First Quarter Robot Sales Strong

Buoyed by a 25 percent jump in automotive orders, North American robotics companies posted 12 percent gains in new orders through March, says trade group.

North American robotics companies took it on the chin in 2006, when steep declines in automotive industry sales led to a 30 percent drop in new robot orders. But things may be looking up. 

Auto industry orders were up by 25 percent in this year’s first quarter when compared to the same quarter last year, according to new statistics released by the Robotic Industries Association (RIA), the industry’s trade group, based in Ann Arbor, Mich. Overall, the RIA said, North American robotics companies posted gains of 12 percent in new orders during the first quarter of 2007. New orders from non-automotive companies actually declined by 9 percent. 

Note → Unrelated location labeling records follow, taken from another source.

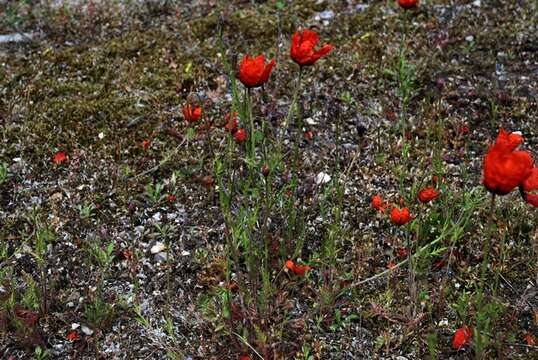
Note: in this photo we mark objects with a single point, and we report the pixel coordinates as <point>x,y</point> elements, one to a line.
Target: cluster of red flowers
<point>505,168</point>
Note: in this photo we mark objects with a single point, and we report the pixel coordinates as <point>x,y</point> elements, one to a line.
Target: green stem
<point>487,243</point>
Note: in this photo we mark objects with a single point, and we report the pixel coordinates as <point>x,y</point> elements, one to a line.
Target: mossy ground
<point>95,82</point>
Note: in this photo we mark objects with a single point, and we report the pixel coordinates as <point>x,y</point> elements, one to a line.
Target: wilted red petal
<point>253,72</point>
<point>427,194</point>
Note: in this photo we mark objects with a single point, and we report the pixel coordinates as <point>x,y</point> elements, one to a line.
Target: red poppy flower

A total of 4,153 robots valued at $260.6 million were sold to North American manufacturing firms through March, the RIA said. When sales to companies outside North America are included, the totals are 4,559 robots valued at $279.2 million, a gain of 14 percent in units and a decline of 2 percent in revenue. 

Rebound 

‘‘It’s encouraging to see new orders growing again,’‘ said Donald A. Vincent, the RIA’s executive vice president. ‘‘This is the highest number of robots we’ve seen ordered in a quarter since midway through 2005.’‘ 

Besides the the 25 percent jump in automotive industry orders, other sectors where the RIA saw order growth in the first quarter include life sciences/pharmaceutical/biomedical (up 48 percent) and plastics and rubber (up 9 percent). ‘‘While these are relatively small market segments for robot suppliers, we’re encouraged to see them growing and look forward to future increases as robots gain more traction in these industries,’‘ Vincent commented. 

From an applications standpoint, the first quarter saw growth in orders for robots that perform spot welding, coating/dispensing, and material handling applications. ‘‘We’re not surprised by the growth in spot welding since that application is closely tied to automotive,’‘ said Vincent. 

The RIA estimates that some 168,000 robots are now in use in U.S. factories, placing the United States second only to Japan in overall robot use.